Pov Levi
Ava était là, penchée au-dessus de moi, concentrée à exercer une pression sur ma cuisse. Je m'efforçai de raccrocher sur elle mon regard et mon attention, luttant contre cette somnolence qui m'entraînait là où je risquais de ne jamais revenir. Je crevais d'envie de lui parler, de l'appeler par son nom et de lui donner le mien, de tenir ma promesse. En fait, je crevais d'envie de dire n'importe quoi qui aurait pu faire stopper ces putains de larmes qui dévalaient ses joues. Mais parler, c'était lui avouer que l'homme qui était en train de se vider de son sang sous ses yeux et sous ses mains, était justement celui qu'elle attendait depuis plus d'une heure et demie. Celui à qui elle voulait parler, parce que ça comptait pour elle, parce que c'était même ce qui comptait le plus pour elle, en ce moment, apparemment. Derrière ma cagoule, je me pinçai les lèvres. Non, je ne pouvais franchement pas lui faire ce coup-là. Pas à elle. Mon silence était sûrement lâche, mais je ne voulais pas lui infliger une perte supplémentaire.

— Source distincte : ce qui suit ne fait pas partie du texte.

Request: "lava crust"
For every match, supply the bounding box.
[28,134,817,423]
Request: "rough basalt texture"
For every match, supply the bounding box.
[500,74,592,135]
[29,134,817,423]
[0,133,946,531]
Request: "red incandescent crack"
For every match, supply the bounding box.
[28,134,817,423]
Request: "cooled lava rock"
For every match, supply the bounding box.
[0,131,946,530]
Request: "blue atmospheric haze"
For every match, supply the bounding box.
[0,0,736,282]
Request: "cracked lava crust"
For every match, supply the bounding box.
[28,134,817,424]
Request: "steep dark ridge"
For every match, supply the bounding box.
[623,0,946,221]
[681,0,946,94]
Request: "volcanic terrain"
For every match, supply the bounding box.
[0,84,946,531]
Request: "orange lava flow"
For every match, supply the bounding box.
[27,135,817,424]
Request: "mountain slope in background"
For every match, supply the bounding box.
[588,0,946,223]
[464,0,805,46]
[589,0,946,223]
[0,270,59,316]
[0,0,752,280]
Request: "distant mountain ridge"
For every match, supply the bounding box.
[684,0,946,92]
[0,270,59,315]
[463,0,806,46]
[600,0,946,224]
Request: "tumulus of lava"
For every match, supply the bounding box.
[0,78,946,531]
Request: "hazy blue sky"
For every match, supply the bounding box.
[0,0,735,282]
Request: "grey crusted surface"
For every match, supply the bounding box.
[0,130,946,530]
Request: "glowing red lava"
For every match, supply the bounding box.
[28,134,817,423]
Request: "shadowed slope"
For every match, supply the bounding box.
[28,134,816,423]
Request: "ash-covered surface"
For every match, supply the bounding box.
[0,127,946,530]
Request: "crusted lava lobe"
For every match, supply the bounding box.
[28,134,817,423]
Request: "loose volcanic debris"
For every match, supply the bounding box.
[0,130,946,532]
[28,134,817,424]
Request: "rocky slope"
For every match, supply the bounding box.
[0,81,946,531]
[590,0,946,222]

Ouais, c'était bien mieux comme ça.
Bordel, ce qu'on pouvait se ramollir quand on passait l'arme à gauche ! Je me retrouvais échoué là comme une merde, à me peler les miches sur ce sol dégueulasse, et les seules pensées qui occupaient mon cerveau embrumé la concernaient elle. J'avais toujours été une brêle question relations humaines et étrangement condamné à ne comprendre les choses que trop tard. Après tout, il avait fallu que je vois Isabel baigner dans son sang pour réaliser à quel point je tenais à elle. Et aujourd'hui, c'était probablement en crevant à mon tour que je me rendais compte que je n'étais pas si glacial et insensible que ça. Si Erwin avait su quel genre de pensées traversait ma tête en ce moment, il se serait bien foutu de ma gueule.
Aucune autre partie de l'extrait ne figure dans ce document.